"It is the considered belief of the writer of this book that wars are fought by the finest people there are, or just say, people; although the closer you are to where they are fighting, the finer people you meet; but they are made, provoked and initiated by straight economic rivalries and by swine who stand to profit from them. I believe that all the people who stand to profit by war and who helped provoke it should be shot on the first day it starts by accredited representatives of the loyal citizens of their country who will fight it."
Sadly, yet another instance of the "utopia of language."

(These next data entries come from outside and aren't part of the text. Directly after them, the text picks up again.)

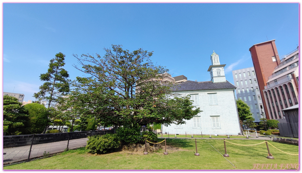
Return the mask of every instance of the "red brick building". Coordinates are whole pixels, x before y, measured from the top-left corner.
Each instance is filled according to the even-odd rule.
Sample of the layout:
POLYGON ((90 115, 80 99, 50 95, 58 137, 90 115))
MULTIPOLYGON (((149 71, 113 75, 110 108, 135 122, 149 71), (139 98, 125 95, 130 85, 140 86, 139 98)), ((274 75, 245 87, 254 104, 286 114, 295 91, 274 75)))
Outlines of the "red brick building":
POLYGON ((298 80, 298 51, 297 48, 281 61, 275 40, 255 44, 249 50, 266 118, 279 120, 284 118, 281 111, 285 108, 284 106, 287 108, 292 106, 292 103, 298 104, 298 87, 295 84, 298 80), (290 88, 292 92, 287 89, 290 88), (284 94, 284 88, 287 94, 284 94), (282 94, 280 94, 279 91, 282 94), (292 102, 292 100, 294 101, 292 102), (289 102, 290 105, 288 105, 289 102))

As to Hemingway's suicide, I wish the hordes of pettifogging critics and schoolteachers who condemn him for being "self-indulgent" would for once admit that to do something like that, with his Father's shotgun, or anyone else's, constitutes an act of ultimate courage, and that when you're old and sick, with no way out, and almost every bone in your body has been broken at least once, and you have survived two plane crashes, and longtime insomnia is leaving you chronically sleep-deprived, and what sleep you do get is regularly ruined by nightmares, and you are weary of fighting off the self-judgment that you are a functional alcoholic almost as bad off as Scott, and you've seen it all, or most of it, all the triumph and despair and prayer and boredom that constitute the absurdity of the living, why not? Cut the guy some slack, will you? It's not as if he was a teenager caught in the web of the U$ opioid epidemic, caused, incidentally, by the sorry state of public education in this country, a gift from the Repugnant Party, in combination with the blind and pitiful greed of Big Pharma. Who the hell cares when a used-up, worn-out, off-and-on-miserable old man dies? He didn't. He wanted out, and through an act of supreme boldness, got out.